Jeu de fléchettes

Sa gaule naissante vira braquemart turgescent le temps de le dire, à la vitesse folle d’une flèche en plein vol, à tel point qu’on put presque distinguer en fin de course le bruit caractéristique d’une cible atteinte. Schtong ! Belelelele !

Il n’y avait pourtant dans l’air aucune mélodie guerrière. Bien au contraire ce qui aurait pu passer pour le seul ennemi à disposition, cette jolie femme accroupie sur son lit, lui malaxait d’une douce main sa seule éventuelle arme à disposition, afin de surcroît de se la retourner contre elle-même. À tout semblant, la jolie femme à la poigne de fée déployait déjà le même amour pour le même pays, ce lit précis.

Lui n’avait que l’amour des cibles atteintes à proposer. Un bon mot qui porte, un regard qui pénètre au fond d’un attendrissant minois, une seule caresse qui adoucit les contractures sociales etc., la liste pouvait être longue. Alors il préférait par paresse ne retenir que les fois où le cœur de la jolie proie en-deçà vacillait et s’écartelait, comme une bouche amoureuse laisse voir de blanches dents pour refléter parfaitement l’éclat de votre propre amour.

Elle apposa la pulpe de sa bouche sur la muqueuse humide de son gland et il put sentir le froid de ses dents attiser le mordant d’un sentiment farouche : « Monsieur, vous ne m’échapperez pas ! »

Comme un fait exprès, ces deux-là se marièrent six mois plus tard.


Seulement l’amour des cibles atteintes d’un côté et celui des sexes guerriers à sucer de l’autre ne purent que provoquer une véritable course la montre entre eux deux. Ce serait à celui qui découvrirait les turpitudes de l’autre le premier.

Contre toute attente, les deux perdirent en même temps, ou ils gagnèrent ensemble, c’est au choix. Un soir que chacun s’était aménagé un dîner avec un autre partenaire dans un restaurant de son côté, ils eurent la surprise d’avoir tous deux opté pour le même restaurant. Avant même de s’émouvoir devant la coïncidence et ses conséquences, leurs deux partenaires du soir s’extasièrent d’une même voix : « Toi ! ». Ces deux-là n’étaient autres que mari et femme de leur côté.

Réunis les quatre autour d’une même table, chacun y alla, puisqu’on en était là, de la révélation de sa singularité. C’est alors qu’on apprit, en sus de ce qu’on connaissait de notre homme et de notre femme, de l’autre mari qu’il avait un obus de guerre entre les jambes, une sorte d’artillerie lourde indétrônable qui n’abandonnait jamais son poste ; de l’autre femme qu’elle aspirait à des hommes désarmés, « J’aime ta manière de décocher toutes ces flèches dans toutes les directions, s’adressa-t-elle à notre homme amoureux des cibles atteintes, j’aime quand elles se plantent car ton carquois est vide alors, j’aime ton air penaud ! »
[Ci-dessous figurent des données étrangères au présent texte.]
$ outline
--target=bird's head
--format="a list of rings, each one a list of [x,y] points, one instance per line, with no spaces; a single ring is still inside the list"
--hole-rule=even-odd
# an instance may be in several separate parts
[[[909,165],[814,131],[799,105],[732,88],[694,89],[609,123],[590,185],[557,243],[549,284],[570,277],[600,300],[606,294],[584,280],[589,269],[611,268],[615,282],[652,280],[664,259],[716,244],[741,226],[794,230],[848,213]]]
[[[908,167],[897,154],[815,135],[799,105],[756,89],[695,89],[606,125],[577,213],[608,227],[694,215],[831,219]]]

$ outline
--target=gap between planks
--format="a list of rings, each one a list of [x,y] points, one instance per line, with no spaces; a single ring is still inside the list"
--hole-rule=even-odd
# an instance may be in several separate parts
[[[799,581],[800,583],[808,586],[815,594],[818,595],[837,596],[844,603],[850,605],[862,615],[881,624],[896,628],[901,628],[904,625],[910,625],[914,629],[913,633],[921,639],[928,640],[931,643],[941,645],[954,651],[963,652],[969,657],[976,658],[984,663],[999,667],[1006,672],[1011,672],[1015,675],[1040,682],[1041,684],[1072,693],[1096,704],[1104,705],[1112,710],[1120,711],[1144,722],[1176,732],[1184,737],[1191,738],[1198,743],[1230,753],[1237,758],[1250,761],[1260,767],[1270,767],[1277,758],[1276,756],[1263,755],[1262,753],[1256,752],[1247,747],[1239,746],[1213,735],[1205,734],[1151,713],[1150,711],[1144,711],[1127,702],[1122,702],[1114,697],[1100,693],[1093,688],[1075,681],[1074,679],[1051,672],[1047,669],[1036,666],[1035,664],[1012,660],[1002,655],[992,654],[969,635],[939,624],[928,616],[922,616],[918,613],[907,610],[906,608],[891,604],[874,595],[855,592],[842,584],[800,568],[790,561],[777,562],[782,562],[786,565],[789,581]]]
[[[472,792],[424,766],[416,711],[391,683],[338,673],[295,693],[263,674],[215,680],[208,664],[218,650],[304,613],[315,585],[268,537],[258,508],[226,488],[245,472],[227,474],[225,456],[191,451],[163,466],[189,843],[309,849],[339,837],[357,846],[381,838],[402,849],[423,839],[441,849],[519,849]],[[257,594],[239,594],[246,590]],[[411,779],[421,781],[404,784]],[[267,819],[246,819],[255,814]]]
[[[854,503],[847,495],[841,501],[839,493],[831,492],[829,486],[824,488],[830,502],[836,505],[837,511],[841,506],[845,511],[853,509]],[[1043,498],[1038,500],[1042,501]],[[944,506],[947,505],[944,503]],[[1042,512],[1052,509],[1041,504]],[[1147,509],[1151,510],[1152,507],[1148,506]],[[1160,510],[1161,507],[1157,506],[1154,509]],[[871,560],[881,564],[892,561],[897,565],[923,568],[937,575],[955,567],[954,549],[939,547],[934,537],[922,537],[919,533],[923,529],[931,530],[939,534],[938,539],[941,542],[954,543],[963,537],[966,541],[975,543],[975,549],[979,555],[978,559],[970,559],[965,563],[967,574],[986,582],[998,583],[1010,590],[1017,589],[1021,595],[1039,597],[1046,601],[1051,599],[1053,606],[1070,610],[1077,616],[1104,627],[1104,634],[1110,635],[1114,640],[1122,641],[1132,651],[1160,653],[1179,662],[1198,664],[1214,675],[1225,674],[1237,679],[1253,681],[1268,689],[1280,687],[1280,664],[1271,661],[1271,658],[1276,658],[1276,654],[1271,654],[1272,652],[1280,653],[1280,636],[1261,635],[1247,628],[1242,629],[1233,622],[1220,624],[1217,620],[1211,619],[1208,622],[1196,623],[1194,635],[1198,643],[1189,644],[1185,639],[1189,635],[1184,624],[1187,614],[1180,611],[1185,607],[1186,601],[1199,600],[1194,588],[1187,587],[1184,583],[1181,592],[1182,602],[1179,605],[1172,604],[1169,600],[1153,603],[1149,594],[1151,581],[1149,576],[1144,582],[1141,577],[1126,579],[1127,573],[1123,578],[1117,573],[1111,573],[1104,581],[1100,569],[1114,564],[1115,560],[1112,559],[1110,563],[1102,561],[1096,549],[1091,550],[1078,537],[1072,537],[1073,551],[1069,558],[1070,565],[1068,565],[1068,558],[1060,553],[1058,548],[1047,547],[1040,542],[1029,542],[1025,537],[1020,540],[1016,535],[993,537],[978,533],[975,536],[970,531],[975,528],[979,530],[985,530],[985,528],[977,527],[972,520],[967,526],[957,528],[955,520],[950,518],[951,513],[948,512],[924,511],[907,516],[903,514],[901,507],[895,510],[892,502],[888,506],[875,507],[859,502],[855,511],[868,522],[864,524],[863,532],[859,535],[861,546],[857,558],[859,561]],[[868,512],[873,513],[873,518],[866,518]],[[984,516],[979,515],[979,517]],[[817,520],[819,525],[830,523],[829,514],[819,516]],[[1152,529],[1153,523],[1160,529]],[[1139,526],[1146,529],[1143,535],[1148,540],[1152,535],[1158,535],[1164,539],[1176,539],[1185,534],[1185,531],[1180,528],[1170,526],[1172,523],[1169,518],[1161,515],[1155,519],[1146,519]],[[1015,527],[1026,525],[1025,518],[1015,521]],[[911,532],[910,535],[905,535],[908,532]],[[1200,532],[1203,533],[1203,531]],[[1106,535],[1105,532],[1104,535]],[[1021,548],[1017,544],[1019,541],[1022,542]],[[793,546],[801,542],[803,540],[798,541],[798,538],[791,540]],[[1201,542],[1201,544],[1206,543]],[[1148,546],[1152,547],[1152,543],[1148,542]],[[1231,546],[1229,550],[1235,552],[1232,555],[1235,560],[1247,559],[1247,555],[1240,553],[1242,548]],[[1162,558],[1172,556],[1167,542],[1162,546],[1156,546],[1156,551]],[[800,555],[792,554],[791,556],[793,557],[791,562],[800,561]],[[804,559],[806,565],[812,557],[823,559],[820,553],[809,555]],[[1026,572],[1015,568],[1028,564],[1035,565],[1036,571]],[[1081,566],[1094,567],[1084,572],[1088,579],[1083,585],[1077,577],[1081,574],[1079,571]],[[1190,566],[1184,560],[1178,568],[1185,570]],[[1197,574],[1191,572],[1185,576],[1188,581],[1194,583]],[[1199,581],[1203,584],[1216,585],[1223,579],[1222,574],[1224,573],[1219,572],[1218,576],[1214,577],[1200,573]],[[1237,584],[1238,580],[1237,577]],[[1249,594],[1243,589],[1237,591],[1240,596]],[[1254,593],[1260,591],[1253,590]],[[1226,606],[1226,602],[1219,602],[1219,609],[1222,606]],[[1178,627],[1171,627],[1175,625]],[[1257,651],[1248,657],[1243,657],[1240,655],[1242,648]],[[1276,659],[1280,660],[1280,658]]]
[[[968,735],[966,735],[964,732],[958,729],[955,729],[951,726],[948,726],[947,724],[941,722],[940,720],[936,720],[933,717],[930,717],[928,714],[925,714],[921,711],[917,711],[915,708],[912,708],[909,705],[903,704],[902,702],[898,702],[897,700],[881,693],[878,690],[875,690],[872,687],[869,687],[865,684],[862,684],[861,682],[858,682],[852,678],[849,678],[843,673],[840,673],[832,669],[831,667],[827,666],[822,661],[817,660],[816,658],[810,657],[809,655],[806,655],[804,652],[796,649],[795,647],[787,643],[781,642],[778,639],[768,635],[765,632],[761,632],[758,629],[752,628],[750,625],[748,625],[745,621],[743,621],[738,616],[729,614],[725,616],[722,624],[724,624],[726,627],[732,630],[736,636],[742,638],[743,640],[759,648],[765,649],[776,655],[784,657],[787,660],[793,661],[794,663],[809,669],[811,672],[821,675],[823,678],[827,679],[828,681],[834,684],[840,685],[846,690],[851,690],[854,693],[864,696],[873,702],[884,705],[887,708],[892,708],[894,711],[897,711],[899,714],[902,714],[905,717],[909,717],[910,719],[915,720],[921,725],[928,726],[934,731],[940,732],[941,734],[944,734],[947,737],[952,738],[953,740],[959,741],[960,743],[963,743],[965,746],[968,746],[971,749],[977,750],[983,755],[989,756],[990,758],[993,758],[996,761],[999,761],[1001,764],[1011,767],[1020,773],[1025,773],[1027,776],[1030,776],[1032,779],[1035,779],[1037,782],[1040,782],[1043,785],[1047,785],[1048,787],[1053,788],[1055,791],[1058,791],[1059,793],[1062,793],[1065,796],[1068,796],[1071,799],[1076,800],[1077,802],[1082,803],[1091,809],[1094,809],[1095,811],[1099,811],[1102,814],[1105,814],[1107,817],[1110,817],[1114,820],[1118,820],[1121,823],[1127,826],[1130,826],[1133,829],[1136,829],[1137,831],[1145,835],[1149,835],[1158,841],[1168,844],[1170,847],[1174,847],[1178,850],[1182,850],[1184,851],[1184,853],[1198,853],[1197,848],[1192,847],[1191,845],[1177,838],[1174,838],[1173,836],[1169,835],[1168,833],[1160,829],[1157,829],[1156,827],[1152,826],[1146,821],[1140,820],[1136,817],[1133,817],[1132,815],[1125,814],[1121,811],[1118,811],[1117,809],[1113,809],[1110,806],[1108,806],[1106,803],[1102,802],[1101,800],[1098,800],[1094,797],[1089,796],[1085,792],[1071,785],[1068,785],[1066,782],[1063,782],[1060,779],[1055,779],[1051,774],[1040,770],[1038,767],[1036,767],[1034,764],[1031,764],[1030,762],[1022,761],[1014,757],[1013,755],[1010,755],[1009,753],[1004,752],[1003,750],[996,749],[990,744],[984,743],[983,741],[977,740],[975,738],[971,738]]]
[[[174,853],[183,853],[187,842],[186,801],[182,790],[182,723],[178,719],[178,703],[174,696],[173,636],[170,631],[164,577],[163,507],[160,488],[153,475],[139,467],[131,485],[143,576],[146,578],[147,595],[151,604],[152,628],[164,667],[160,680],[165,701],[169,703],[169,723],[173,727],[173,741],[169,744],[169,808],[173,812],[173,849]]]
Chacun découvrit n’avoir jamais compris son propre concubin ou sa propre concubine, délicieux sentiment identique à celui que procure un biscuit sablé en fond de tarte sous la dent. La question du goût de chacun pour son partenaire du soir ne se posait évidemment pas, car on ne décidait pas de partager un repas dans un restaurant impunément, mais renfermait une autre question vis-à-vis du concubin ou de la concubine de celle-ci ou de celui-ci. Et en effet notre homme saliva d’avance d’envie pour la puissance définitive de l’obus, notre femme pour le mystère qui planait dans le regard de l’autre femme, ainsi dénué d’appétit pour les glands, l’autre homme rêva déjà de l’objet métaphorique entre les jambes de notre homme, plus présent dans les airs que dans ses caleçons, l’autre femme de ce point rouge précis dans les yeux de notre femme, véritable viseur avant l’assaut.

Comme un fait exprès là encore, ils tombèrent donc tous amoureux les uns des autres.


Tout cela se noua, se dénoua à l’usage. Par deux, par trois ou tous ensemble à l’envi et tour à tour. Puis il y eut bien des fois où ils furent bien plus encore, et ce ne fut pas que de leur fait. Je peux seulement affirmer que, les fois suivantes encore où ils se mélangèrent douzaines par douzaines, ce fut de leur faute, si jamais il y eut faute. Dans toutes ces masses enlacées, c’est embêtant, je finis par perdre leurs traces. Sans doute les ai-je égarés en m’aveuglant, me suis-je fourré les doigts au fond des yeux, n’en pouvant plus devant l’éclat de tout cette félicité intimement partagée. Néanmoins, j’imagine que la formule s’imposera, qu’ils vécurent heureux, eurent beaucoup d’enfants.